Early Response to Hypovolemia

• Baroreceptors
  • PNS (Parasympathetic Nervous System) and SNS (Sympathetic Nervous System) responses
  • PNS:
    • Decreased cardiac stimulation (CN X - Vagus nerve)
    • Decreased heart rate
  • SNS:
    • Increased cardiac stimulation
    • Increased heart rate (SA node)
    • Increased contractility
    • Venous contraction
    • Arteriole contraction
    • Increased peripheral stimulation
  • The combined effects lead to increased cardiac output (CO), stroke volume (SV), heart rate (HR), and total peripheral resistance (TPR), ultimately increasing MAP (Mean Arterial Pressure).

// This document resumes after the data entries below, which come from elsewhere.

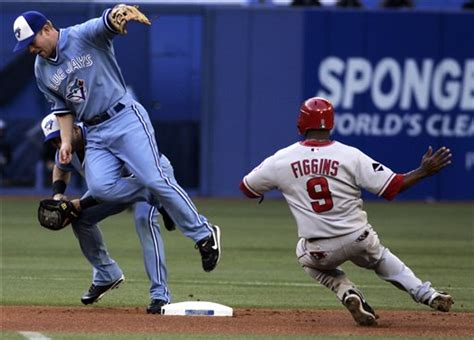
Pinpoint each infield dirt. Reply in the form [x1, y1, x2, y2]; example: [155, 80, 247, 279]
[1, 306, 474, 337]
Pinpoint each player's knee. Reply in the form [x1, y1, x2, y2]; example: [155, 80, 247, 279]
[87, 181, 115, 201]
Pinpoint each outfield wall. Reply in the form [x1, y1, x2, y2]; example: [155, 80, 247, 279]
[0, 4, 474, 200]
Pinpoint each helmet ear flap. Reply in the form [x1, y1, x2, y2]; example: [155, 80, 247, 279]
[297, 97, 334, 136]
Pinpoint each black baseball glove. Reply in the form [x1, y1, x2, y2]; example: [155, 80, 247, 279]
[38, 199, 80, 230]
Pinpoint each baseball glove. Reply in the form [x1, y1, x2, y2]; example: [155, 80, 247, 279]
[109, 4, 151, 34]
[38, 199, 80, 230]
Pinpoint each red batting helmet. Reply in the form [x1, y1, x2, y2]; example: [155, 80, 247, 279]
[298, 97, 334, 136]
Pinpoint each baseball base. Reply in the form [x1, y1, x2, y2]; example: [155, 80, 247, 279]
[161, 301, 233, 316]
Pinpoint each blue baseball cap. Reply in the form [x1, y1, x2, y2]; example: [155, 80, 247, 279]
[13, 11, 48, 52]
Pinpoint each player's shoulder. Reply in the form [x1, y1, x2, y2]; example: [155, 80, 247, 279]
[273, 142, 299, 158]
[332, 141, 362, 154]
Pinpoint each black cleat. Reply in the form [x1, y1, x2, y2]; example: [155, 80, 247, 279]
[196, 224, 221, 272]
[158, 207, 176, 231]
[428, 292, 454, 312]
[146, 299, 168, 314]
[342, 289, 377, 326]
[81, 275, 125, 305]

Late Response to Hypovolemia

• Renal Responses
  • RAAS (Renin-Angiotensin-Aldosterone System) activation:
    • Hypoperfusion leads to renin secretion by JGA (Juxtaglomerular apparatus).
    • Renin cleaves angiotensinogen into Angiotensin I.
    • Angiotensin I is cleaved into Angiotensin II (AT2) by ACE (Angiotensin-converting enzyme).
    • AT2 causes vasoconstriction and increased cardiac contractility.
    • AT2 acts on adrenals to produce aldosterone.
    • Aldosterone acts on DCT (Distal Convoluted Tubule); ENaC channels are inserted, leading to salt and water retention.
  • ADH (Antidiuretic Hormone) Axis:
    • ADH is secreted by the posterior pituitary in response to multiple stimuli.
    • ADH acts on the V2 receptor.
    • AQP-2 channels are inserted into DCT & CD (Collecting Duct), leading to water retention.
• Stress Response
  • Adrenaline secreted by adrenal glands causes arterial vasoconstriction.
  • Cortisol secreted by adrenal glands acts on the aldosterone receptor, leading to salt and water retention.
• \text{CO} = HR \times SV
• \text{MAP} = CO \times TPR

Clinical Scenario: Jasmine

• Jasmine, a 62-year-old patient, is brought to the A&E (Accident & Emergency) in a semi-conscious state after vomiting a large amount of blood at home.
• Her regular medications include:
  • Aspirin 300mg
  • Analgesics for headache and back ache
  • Prednisolone for rheumatoid arthritis

Differential Diagnosis

• What is the most likely cause of her symptoms?
  • A. Bleeding gastric ulcer
  • B. Bleeding Oesophageal varices.
  • C. Mallory-Weiss tear
  • D. Gastroenteritis
  • E. Malignancy

Gastric Physiology

• Diagram of the stomach, esophagus, and duodenum, indicating the location of ulcers (Esophageal ulcer, Gastric Mucosa ulcer, and Duodenum ulcer), illustrating Peptic Ulcer Disease.

Gastric Barrier

• Gastro-irritant agents
  • NSAIDs (Non-Steroidal Anti-Inflammatory Drugs) inhibit COX-1 and reduce prostaglandin production, leading to increased acid, decreased bicarbonate, and decreased mucus production.
  • Corticosteroids reduce prostaglandins.
  • H pylori

H. pylori

• H. pylori produces protease and ammonia.
• The inflammatory response induces G cells to produce gastrin.

Gastric Barrier (cont.)

• Gastro-protective agents
  • H2 receptor antagonists
  • Proton pump inhibitors
  • Antacids
  • Enteric coated drugs
• H2 receptor blockers block ECL cells, reducing histamine, which in turn reduces HCL production by parietal cells.
• G cells produce gastrin, which stimulates pepsin production by chief cells.
• Diagram illustrating the roles of carbonic anhydrase, HCO3-, H+, bile salts, and mucosal protection.